Search This Blog

Friday, June 19, 2020

Documenting my discussion process

After writing this blog post, I thought to document a process that I was thinking about. This would serve to help me improve my process. [why? explain later or explain when someone asks.] [1] [text in brackets are notes to myself that I don't want to deal with right now. I may come back later and edit.]


Context:

I recently have been advising people of the following: do email when talking discussion is going badly.

[new thought: But people push against that. They say things like "we tried text, that didn't work." This is an excuse. It's not a reasoned position where you look at both sides and try to argue them both rather than the common case where each person is only arguing their own side and effectively being biased about the other side.]

[in short: let somebody finish what they say before interrupting with your criticisms.]


The process (with new brainstorming):

[new thought: if you interrupt people with your criticisms before they finish their sentences, and if you do that even when you're not emotional, what do you think is going to happen when you are emotional? you're going to do it even worse.]

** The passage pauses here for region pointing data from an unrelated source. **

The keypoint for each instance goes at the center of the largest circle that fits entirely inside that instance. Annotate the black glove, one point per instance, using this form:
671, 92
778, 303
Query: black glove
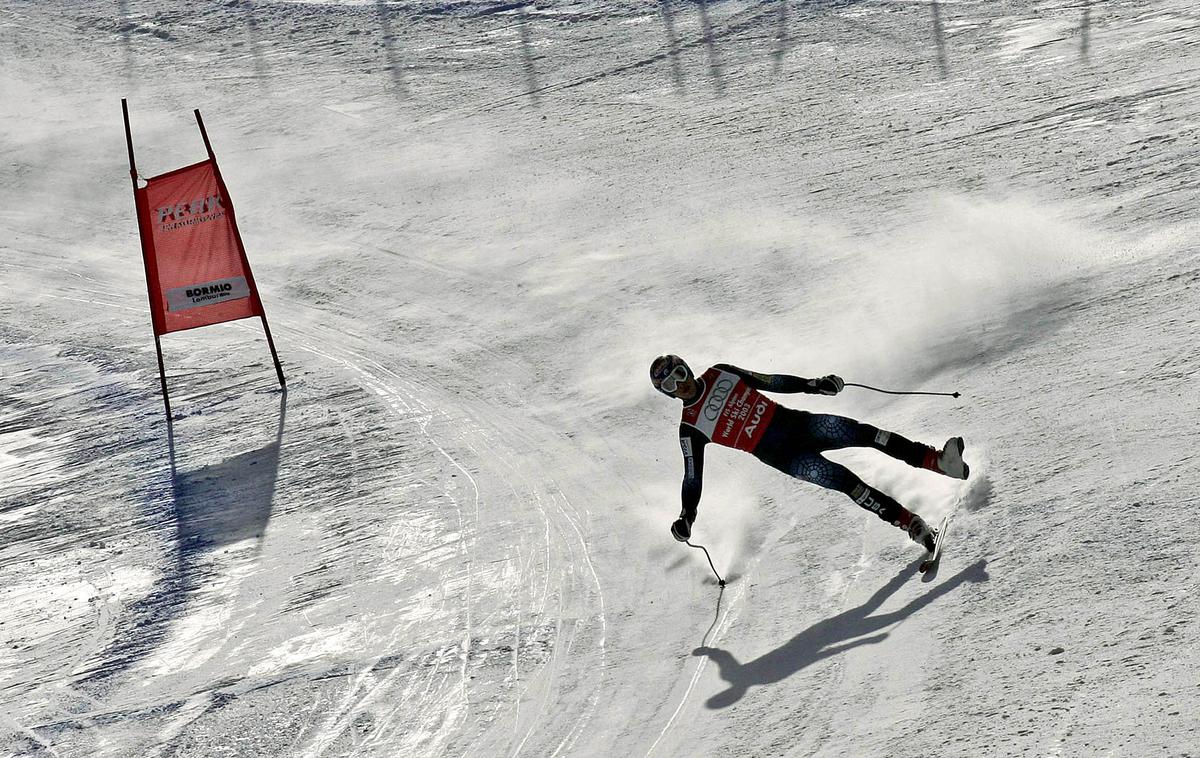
826, 385
681, 529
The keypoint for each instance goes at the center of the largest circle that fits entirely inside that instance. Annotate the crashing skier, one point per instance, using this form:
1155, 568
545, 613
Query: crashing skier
725, 405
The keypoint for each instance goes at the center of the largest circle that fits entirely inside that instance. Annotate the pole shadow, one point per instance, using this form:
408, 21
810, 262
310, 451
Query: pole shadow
940, 40
714, 60
256, 48
527, 58
1085, 31
214, 507
845, 631
672, 44
126, 29
781, 38
395, 66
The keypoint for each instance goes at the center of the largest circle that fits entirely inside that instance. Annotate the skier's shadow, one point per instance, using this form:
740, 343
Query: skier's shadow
827, 638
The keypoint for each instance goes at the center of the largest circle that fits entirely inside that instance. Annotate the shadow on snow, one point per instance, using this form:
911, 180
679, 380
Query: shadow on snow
845, 631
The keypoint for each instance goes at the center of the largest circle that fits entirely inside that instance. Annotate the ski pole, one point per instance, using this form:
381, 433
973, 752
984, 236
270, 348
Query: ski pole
865, 386
719, 579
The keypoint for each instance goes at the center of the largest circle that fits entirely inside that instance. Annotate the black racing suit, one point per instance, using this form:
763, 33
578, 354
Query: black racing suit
793, 443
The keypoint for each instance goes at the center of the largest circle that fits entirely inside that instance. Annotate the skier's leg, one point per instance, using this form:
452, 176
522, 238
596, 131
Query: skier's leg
832, 432
790, 451
825, 473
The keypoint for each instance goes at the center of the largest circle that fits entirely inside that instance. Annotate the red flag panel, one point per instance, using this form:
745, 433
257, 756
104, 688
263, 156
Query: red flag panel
196, 268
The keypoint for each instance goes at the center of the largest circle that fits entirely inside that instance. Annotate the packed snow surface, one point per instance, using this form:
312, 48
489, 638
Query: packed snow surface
474, 223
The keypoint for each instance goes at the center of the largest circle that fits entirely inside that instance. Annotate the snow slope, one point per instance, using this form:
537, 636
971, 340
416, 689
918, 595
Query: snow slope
474, 224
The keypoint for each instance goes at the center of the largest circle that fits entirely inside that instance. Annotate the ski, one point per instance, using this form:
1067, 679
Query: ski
936, 555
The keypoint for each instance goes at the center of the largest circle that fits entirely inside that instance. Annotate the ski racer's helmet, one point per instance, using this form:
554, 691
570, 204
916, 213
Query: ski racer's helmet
666, 373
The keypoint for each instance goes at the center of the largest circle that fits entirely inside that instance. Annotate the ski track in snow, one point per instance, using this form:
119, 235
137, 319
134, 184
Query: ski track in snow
474, 223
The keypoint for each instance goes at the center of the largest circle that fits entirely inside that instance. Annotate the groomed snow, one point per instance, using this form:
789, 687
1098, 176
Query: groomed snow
474, 223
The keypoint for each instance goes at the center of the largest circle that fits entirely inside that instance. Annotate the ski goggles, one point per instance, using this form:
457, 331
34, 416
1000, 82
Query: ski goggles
671, 380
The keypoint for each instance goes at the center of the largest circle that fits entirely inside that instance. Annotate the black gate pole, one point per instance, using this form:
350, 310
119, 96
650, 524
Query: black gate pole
241, 248
145, 256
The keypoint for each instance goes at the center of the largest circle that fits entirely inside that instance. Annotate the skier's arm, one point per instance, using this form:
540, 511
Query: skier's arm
831, 384
693, 445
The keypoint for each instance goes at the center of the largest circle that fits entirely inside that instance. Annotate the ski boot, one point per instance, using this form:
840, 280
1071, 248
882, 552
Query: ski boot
948, 459
922, 533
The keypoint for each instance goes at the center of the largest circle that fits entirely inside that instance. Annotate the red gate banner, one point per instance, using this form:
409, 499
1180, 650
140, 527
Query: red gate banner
196, 265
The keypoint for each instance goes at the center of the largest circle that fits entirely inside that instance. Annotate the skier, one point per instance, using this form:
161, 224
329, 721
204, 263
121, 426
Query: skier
725, 405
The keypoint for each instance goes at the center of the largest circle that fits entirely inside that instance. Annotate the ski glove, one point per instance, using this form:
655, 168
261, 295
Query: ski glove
832, 384
681, 530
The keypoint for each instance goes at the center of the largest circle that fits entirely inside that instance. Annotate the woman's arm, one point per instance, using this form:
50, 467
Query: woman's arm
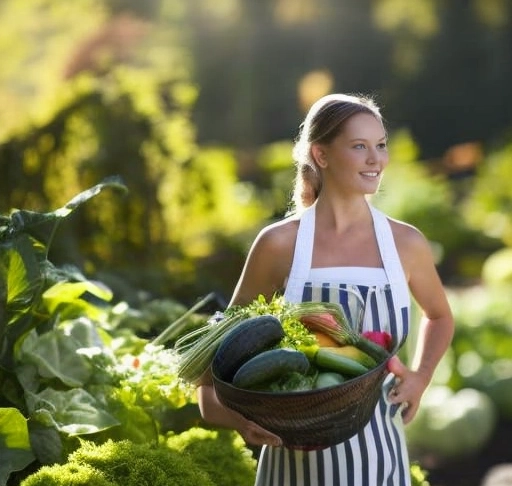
436, 325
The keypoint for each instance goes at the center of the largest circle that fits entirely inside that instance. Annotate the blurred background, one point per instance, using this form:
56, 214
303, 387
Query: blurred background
196, 104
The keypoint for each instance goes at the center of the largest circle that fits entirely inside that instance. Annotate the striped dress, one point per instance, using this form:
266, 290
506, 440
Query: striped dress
377, 455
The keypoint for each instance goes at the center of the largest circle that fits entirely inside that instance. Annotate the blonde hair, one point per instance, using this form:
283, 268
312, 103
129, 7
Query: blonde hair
323, 122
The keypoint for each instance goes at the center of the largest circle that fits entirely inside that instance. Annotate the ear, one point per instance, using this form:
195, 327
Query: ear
318, 154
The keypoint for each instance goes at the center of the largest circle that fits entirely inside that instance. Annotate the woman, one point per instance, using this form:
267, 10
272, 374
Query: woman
336, 239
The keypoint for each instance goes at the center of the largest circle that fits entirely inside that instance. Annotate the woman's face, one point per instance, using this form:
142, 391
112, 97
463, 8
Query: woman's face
354, 161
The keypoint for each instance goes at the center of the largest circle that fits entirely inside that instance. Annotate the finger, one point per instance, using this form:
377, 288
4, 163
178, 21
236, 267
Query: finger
396, 367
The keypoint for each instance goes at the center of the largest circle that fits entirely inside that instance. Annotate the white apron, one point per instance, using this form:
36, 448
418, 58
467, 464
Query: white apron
377, 455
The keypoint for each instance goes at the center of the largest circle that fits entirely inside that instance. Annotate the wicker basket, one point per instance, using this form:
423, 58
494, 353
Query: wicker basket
312, 419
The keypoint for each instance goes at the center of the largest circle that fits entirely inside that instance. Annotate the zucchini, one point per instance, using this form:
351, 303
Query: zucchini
270, 365
331, 361
249, 338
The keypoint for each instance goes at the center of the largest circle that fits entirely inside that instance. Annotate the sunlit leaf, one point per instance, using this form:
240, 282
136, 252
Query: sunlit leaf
55, 355
76, 412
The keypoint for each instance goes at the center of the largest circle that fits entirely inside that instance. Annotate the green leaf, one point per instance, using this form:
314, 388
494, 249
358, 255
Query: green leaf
74, 299
55, 355
42, 226
15, 449
76, 412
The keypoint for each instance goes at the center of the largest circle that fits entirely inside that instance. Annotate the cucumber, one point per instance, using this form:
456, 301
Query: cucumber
331, 361
328, 378
249, 338
355, 353
269, 366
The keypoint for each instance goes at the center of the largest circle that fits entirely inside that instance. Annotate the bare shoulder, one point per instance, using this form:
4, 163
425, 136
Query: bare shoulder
412, 245
279, 236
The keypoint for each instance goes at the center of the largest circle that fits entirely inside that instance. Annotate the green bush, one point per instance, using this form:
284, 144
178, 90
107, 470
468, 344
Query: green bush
222, 454
68, 475
122, 463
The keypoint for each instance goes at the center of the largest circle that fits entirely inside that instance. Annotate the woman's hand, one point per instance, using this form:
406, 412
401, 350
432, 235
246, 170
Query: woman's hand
253, 434
408, 388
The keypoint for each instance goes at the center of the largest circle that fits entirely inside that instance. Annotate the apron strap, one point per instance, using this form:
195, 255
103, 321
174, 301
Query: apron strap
391, 259
302, 257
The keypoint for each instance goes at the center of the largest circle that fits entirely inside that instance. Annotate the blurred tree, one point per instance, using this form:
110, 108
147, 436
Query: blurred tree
122, 106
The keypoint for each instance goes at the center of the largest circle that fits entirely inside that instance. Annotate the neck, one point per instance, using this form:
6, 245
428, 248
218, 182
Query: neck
343, 214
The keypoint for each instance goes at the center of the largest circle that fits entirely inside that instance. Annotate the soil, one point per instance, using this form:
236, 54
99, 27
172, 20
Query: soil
470, 471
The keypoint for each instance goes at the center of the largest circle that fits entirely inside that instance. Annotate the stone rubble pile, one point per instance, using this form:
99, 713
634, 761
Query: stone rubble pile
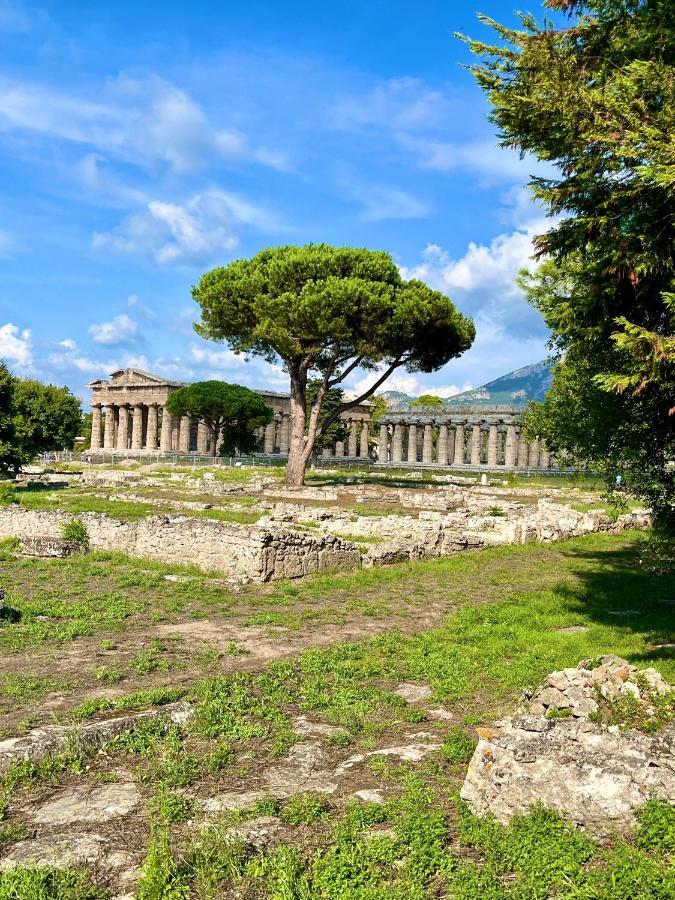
550, 753
575, 691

the longer version: if you're having trouble discussing in person or over the phone, try this idea. each of you write down what you want to say to the other person. [don't just write bullet points. like full essay. why? because the idea is so that you can read your thoughts without being bothered by having to think about what you're going to fill in. write it so that the other people could read it themselves, without your help clarifying what vague bullet points mean]. take as much time as you want [but don't go too long. maybe a week is a good amount]. [I'm talking about problems that are ongoing.] then when you've both finished, meet again. each person reads their essay in its entirety, before either of them respond to the other person's essay. then, when it's time to respond, maybe you could continue discussing in person without having to go back to writing. but if you do that and you get the same kind of problems as before where you're emotional and not discussing well and you're not understanding each other and not making much progress on coming to mutual understanding and mutual agreement, then you should escalate again. take a break, write down what you want to say, and do the rest of the cycle again. keep repeating the cycle as many times as needed to solve the problem of coming to mutual understanding and mutual agreement [this assumes that you want (or still want) to solve that problem]. you could also both be referencing parts of each other's essays while you're calmly talking about each other's ideas.]